Ethical Data Collection for Medical Image Analysis: a Structured Approach

While data science can help in so many ways, it can cause harm too. By developing a shared sense of ethical values, we can reap benefits while minimizing harms. Based on the previous research (Kalaiselvi et al. 2020a, b, 2021, 2022a, b, Kalaiselvi and Padmapriya 2022, Padmapriya et al. 2021, 2022) on medical image analysis by the first author and related research works involving data science during MIA as discussed in the previous section, we draw the elements for developing a structured approach to facilitating an ethical data collection process during MIA.

The structured approach is grounded specifically in the previous research works on applications of data science in healthcare, namely big data repositories (Xafis and Labude 2019), big data and medicines (Schaefer et al. 2019), real-time healthcare dataset (Lipworth 2019), artificial intelligence, and machine learning on a big dataset from healthcare systems (Lysaght et al. 2019; Ballantyne and Stewart 2019; Laurie 2019). This structured approach is presented below (Fig. 1) in the form of a framework. Even though it can be connected to theory with regard to data science research literature and descriptions, the goal of the framework for ethical data collection for carrying out MIA is to have a tool rather than a theory that helps justify actions or a framework that paves the way for better and deeper understanding of complicated issues (Dawson 2010).

Fig. 1figure 1

Ethical data collection framework

In a complex world, with many actors, it is often difficult to see where the problem lies and how to define limits on the use of data science.
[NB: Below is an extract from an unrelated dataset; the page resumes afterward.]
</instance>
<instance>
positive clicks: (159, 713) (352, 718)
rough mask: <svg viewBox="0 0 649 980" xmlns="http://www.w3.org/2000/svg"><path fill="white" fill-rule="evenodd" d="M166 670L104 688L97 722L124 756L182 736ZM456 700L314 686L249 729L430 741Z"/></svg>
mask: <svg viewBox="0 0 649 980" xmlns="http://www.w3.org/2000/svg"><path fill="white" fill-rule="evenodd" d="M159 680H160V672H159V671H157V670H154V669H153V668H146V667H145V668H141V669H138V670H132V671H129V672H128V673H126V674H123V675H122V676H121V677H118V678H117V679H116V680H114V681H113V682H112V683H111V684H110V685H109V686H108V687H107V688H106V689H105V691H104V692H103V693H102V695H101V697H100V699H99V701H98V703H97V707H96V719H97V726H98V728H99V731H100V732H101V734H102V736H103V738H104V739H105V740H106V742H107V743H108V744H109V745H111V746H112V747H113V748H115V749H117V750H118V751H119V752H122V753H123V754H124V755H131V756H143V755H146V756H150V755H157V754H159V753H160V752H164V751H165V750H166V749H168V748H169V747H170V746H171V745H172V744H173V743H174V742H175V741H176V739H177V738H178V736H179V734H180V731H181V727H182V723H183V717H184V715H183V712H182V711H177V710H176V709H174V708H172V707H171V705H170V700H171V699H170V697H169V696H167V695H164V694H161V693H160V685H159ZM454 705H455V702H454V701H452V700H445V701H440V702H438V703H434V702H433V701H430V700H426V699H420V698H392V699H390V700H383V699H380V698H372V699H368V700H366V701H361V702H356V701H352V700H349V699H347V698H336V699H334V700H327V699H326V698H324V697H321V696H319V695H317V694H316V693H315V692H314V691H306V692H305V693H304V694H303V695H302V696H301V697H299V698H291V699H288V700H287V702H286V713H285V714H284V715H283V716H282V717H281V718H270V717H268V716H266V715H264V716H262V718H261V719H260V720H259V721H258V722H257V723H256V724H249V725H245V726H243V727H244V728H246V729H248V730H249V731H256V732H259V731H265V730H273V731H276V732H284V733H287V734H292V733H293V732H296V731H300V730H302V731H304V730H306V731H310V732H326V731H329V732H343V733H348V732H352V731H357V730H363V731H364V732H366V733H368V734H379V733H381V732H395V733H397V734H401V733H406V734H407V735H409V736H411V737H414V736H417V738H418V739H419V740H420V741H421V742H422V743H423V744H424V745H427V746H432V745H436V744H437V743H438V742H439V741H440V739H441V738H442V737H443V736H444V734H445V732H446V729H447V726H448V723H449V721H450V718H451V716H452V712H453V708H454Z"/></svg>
In these circumstances, using an ethical data collection framework will help the data scientists think about the ethical questions to consider as we define these limits. From Fig. 1, we observe that there are two possible sources of data—a primary dataset and a secondary dataset for conducting the medical image analysis. The medical data such as X-rays, CT scans, and MRI scans that are collected directly from the human beings are considered a primary dataset. The metadata that arises from the original dataset is viewed as a secondary dataset. It is generally considered inappropriate to use this dataset (primary or secondary) without permission. This includes recording metadata during the data collection process, such as who collected the data, what time it took place, and how long it lasted.

Concerns about data validity are not new. Anyone with basic statistics training should be able to think through the concerns we discuss. Many data scientists seem to forget these simple fundamentals. It should be noted that untimely use of data analytics may lead to erroneous inferences and findings. It is trivial that one cannot expect a fair execution of an algorithm during MIA if this algorithm uses an erroneous or invalid dataset as its input. There is no way a computer could have prejudice or stereotypes. The assumptions, model, training data, and other boundary conditions were all specified by human beings, who may reflect their biases in the data analytics outcome, possibly without even realizing it. Despite the fact that the analysis technique itself may be perfectly neutral, stakeholders have just recently started to consider how an algorithm’s dataset can lead to unfair outcomes.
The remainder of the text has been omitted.